Apesar do reconhecimento, ser colocada em um pedestal, na opinião de Vita, está longe de ser algo positivo. "A gente se recusa a estar nesse lugar. Todo mundo erra, tem suas opressões e questões. Quando você coloca as pessoas em um pedestal, você as desumaniza", opinou a artista.

Para a construção desse trabalho, que além de musical, é performático, Vita e Isma afirmam possuir diversas referências, mas ao serem questionadas sobre essas referências, a dupla disse preferir falar sobre as maiores delas: "nós mesmas". 

"Nós nunca soltamos nossas mãos. E nem é sobre soltar a mão, porque essa frase já está bem ‘uó’, mas nós nunca nos abandonamos. Eu nunca me abandonei e a Isma nunca se abandonou. Acho que se a gente não se exalta, quem vai fazer isso, nesse mundo tão violento?”, questionou Vita. “Agora, muita gente está vendo potência em nós, mas e quando não tínhamos dinheiro para colocar uma lace, uma trança e éramos as mais feias do bonde? Quem estava nos apoiando? Nós mesmas."

Novidades a caminho

Recentemente, as Irmãs de Pau deram início a gravação de um novo álbum. Em clima de suspense, a única revelação feita, até o momento, é a participação de MC Luanna em uma das faixas do novo trabalho. O single, de acordo com elas, não é um funk e nem um vogue e se diferencia de tudo que já foi feito até o momento. 

Quanto à data de lançamento - e apesar das conquistas recentes - a dupla, que atualmente realiza o trabalho de forma independente, comentou a dificuldade em relação às oportunidades dadas pelo mercado a corpos dissidentes. 

"A gente sente que estamos no momento ideal para lançar um novo álbum. Estamos com a faca e o queijo na mão, porque Shambaralay está em alta, Medley do Submundo está em alta, mas ainda assim não estamos rendendo o suficiente para produzirmos tranquilamente e sem danos psicológicos", declarou Isma, que revelou que a dupla precisou utilizar todo o cachê para a produção do show na Casa Natura Musical. 

"Para conseguirmos fazer aquela estrutura, a gente precisou investir todo o dinheiro do cachê. Infelizmente, não podemos fazer isso em todos os shows. Afinal, precisamos comer, pagar nossas contas, e esse não é só um reflexo de um trabalho recente, mas de uma lógica de mercado", afirmou Isma.

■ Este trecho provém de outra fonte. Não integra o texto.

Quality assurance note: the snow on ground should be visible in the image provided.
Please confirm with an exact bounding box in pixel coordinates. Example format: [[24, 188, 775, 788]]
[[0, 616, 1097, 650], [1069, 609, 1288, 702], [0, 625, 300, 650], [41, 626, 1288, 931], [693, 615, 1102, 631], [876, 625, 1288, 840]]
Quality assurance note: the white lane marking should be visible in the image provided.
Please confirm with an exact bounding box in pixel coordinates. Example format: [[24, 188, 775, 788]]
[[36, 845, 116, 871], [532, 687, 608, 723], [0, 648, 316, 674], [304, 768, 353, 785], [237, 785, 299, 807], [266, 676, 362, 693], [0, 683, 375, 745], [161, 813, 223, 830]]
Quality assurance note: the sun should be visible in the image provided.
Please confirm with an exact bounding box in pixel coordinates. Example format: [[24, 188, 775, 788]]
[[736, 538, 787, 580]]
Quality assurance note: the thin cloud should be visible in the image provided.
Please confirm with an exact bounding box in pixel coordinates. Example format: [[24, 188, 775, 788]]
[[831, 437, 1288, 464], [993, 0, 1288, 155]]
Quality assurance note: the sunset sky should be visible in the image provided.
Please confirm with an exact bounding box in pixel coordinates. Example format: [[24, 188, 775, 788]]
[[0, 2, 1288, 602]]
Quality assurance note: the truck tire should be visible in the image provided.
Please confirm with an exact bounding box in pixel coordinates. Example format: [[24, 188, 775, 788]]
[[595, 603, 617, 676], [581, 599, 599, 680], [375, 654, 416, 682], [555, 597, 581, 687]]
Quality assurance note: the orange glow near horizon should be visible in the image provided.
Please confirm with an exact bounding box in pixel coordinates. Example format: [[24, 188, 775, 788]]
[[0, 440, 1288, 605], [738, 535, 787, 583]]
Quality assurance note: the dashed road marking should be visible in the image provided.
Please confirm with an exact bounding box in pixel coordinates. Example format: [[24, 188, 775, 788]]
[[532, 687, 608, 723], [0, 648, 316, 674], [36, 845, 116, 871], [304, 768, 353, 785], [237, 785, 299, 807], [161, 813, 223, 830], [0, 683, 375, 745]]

Segundo Vita, existe muita negociação para colocar as Irmãs de Pau em ação, mas ao mesmo tempo, há muito desejo de ir além.

"Na maioria dos shows, sentimos que não ganhamos o quanto deveríamos. Eu vejo que o mercado ele desenha um caminho, principalmente quando se trata de pessoas trans, travestis, periféricas. É um caminho que vai até certo ponto, mas o que acontece é que, a partir de agora, a gente não quer só esse lugar, queremos atravessar o muro que construíram para a gente", finalizou Vita.